De plus, l’équipement utilisé pour les centrales électriques du Texas n’était pas suffisamment préparé à de telles températures entrainant donc des défaillances.
Enfin, il ne faut pas oublier que c’est la production d’énergie en général qui a été impactée et pas seulement la production d’électricité. Les centrales à gaz semblent avoir été les plus touchées par cette situation et semblent également être la principale origine de la paralysie énergétique du Texas.
Quelles conséquences sur la production et l’acheminement de l’énergie ?
Les centrales à gaz sont celles qui essuient le plus les conséquences de cette vague de froid. L’eau ainsi que les autres liquides permettant la production et l’acheminement du gaz ont tout simplement gelé à cause des températures trop basses bloquant ainsi le flux de gaz. Plus les températures baissaient et plus ces incidents se répandaient sur le réseau. Les approvisionnements sont donc devenus plus rares entrainant une hausse en flèche des prix. Certains acheteurs ont payé jusqu’à plus de 600 dollars par million d’unités. Ces unités étaient alors inférieures à 3 dollars au début du mois de février.
L’équipe gazière de Wood Mackenzie’s Americas a par la suite confirmé que les têtes de puits (qui mesure le débit et évaluent la productivité du gisement) au Texas n’étaient pas bien préparées aux conditions de gel avant d’ajouter « des pannes peuvent survenir et des problèmes logistiques tels que les routes verglacées peuvent entraver les opérations normales sur le terrain ». Les équipes de réparation se sont ainsi retrouvées bloquées par la neige et le verglas, rendant impossible toute intervention immédiate.
À la suite de ces premières perturbations devenant de plus en plus contraignantes, ERCOT s’est vu dans l’obligation de commencer à lancer des pannes de courant afin d’éviter le blackout total du réseau. Les problèmes ont affecté la quasi-totalité du réseau comme l’a montré la surveillance accrue de celui-ci par ERCOT.

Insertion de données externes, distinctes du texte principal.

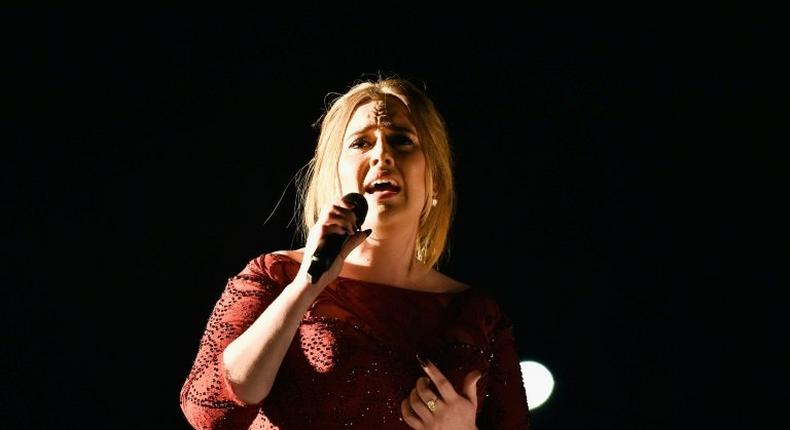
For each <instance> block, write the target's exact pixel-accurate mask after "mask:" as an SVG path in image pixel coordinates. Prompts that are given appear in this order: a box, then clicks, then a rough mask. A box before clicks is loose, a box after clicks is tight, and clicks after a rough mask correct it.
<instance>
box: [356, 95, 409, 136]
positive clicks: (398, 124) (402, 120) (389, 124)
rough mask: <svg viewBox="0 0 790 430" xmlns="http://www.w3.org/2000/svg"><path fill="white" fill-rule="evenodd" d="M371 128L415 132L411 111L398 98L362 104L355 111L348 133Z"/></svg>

Un cinquième de la production de gaz des États-Unis perdus
Au pic de la vague de froid, ce ne sont pas moins de 18,7 milliards de m3 produits par jour qui ont été perdus en raison des gelées, selon Wood Mackenzie. Ce volume représente un cinquième de la production totale des États-Unis. Les prix ont donc grimpé en flèche allant jusqu’à 1250 $ / mmbtu (million de BTU) pour certaines offres.